As causas da morte do jovem matemático nunca foram amplamente divulgadas, nem mesmo na cerimónia que fizeram na igreja aqui da zona, para amigos, colegas e conhecidos. Só alguns poucos tiveram conhecimento, por meio de mexericos e coscuvilhices, os sintomas que ele apresentava. E dentro desse número reduzido, só alguns perceberem que doença o levou, verdadeiramente: a SIDA. Não era o primeiro português a sucumbir por causa daquele vírus e decerto que não foi o último.
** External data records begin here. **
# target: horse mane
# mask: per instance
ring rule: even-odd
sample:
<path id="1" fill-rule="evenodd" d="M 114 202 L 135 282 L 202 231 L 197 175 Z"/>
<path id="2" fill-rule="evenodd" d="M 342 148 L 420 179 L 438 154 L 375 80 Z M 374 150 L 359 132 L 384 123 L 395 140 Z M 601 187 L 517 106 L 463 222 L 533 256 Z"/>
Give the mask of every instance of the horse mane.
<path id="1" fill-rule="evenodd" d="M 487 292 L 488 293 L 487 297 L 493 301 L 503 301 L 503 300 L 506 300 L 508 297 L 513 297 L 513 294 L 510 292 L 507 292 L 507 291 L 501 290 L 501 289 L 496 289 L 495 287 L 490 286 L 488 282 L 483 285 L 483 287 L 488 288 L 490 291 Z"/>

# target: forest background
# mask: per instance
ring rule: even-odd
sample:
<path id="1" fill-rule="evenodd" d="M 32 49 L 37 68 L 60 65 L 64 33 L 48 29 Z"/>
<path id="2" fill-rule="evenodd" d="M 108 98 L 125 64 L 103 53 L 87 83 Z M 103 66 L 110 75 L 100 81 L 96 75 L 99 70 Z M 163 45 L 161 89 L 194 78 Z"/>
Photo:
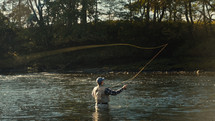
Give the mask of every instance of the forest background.
<path id="1" fill-rule="evenodd" d="M 215 70 L 215 0 L 1 0 L 0 72 Z"/>

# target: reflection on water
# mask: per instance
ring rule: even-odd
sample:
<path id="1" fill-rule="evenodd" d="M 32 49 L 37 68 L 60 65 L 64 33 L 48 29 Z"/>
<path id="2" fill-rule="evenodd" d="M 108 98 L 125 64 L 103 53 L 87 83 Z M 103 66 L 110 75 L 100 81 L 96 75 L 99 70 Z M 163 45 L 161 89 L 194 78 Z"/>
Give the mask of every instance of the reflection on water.
<path id="1" fill-rule="evenodd" d="M 0 75 L 0 120 L 215 120 L 215 76 L 142 74 L 97 111 L 95 74 Z M 106 86 L 132 75 L 103 74 Z"/>

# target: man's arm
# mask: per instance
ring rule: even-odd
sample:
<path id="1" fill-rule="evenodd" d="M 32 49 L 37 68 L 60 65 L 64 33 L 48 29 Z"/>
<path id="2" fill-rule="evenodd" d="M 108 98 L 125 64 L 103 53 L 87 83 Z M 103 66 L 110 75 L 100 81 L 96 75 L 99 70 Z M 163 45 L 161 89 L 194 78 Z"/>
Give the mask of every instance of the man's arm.
<path id="1" fill-rule="evenodd" d="M 106 88 L 105 89 L 105 94 L 106 95 L 117 95 L 117 94 L 121 93 L 124 89 L 126 89 L 126 87 L 127 87 L 127 85 L 124 85 L 122 88 L 120 88 L 120 89 L 118 89 L 116 91 L 111 90 L 109 88 Z"/>

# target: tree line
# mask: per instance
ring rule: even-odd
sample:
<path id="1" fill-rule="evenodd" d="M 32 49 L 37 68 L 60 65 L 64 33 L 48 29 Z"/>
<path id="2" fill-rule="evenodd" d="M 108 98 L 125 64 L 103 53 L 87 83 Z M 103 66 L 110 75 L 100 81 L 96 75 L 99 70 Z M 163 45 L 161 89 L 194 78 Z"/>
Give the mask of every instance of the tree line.
<path id="1" fill-rule="evenodd" d="M 212 24 L 214 0 L 4 0 L 1 12 L 19 27 L 104 20 Z"/>

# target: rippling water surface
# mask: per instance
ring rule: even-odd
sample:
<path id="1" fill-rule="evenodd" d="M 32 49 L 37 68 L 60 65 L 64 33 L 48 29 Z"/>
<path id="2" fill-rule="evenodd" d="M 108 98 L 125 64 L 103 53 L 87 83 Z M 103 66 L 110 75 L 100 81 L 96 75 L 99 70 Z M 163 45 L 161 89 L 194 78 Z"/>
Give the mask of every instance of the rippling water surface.
<path id="1" fill-rule="evenodd" d="M 142 74 L 96 112 L 97 76 L 111 87 L 131 74 L 0 75 L 0 120 L 215 120 L 213 74 Z"/>

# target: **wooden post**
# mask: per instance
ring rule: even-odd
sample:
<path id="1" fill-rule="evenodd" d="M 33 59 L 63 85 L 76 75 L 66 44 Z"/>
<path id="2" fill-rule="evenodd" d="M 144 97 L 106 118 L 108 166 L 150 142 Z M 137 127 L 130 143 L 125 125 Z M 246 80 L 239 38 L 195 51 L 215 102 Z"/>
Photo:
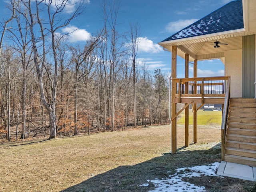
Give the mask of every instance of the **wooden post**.
<path id="1" fill-rule="evenodd" d="M 172 48 L 172 76 L 173 78 L 177 78 L 177 46 L 173 46 Z M 176 113 L 177 104 L 175 102 L 176 84 L 172 84 L 172 117 L 175 116 Z M 177 152 L 177 118 L 172 120 L 172 153 Z"/>
<path id="2" fill-rule="evenodd" d="M 186 54 L 185 55 L 185 78 L 188 78 L 188 62 L 189 55 Z M 185 84 L 185 94 L 188 93 L 188 82 L 186 82 Z M 185 103 L 185 105 L 187 104 Z M 189 108 L 188 106 L 185 108 L 185 146 L 188 146 L 188 136 L 189 136 Z"/>
<path id="3" fill-rule="evenodd" d="M 197 77 L 197 60 L 195 60 L 194 61 L 194 77 Z M 194 82 L 194 93 L 196 94 L 197 92 L 197 87 L 196 85 L 196 82 Z M 196 143 L 197 142 L 197 104 L 194 103 L 194 119 L 193 121 L 193 140 L 194 143 Z"/>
Por muito que pense, não consigo perceber qual dos seus inúmeros vícios o levou a contrair SIDA. Tampouco sei se se deveu a castigo divino ou não. Não obstante, a imagem que tenho dele nunca se alterou. Por mais voltas que a vida dê, ele será para sempre alguém que levo com carinho nas memórias e no coração.
Nunca me disseram exactamente qual a data da morte de Rúben, pelo que não sabia muito bem que dia haveria de reservar para ele. Mas depois ocorreu-me que não interessava o dia em que ele tinha partido deste mundo, mas sim o dia em que nos conhecemos.
O dia em que a nossa história começou.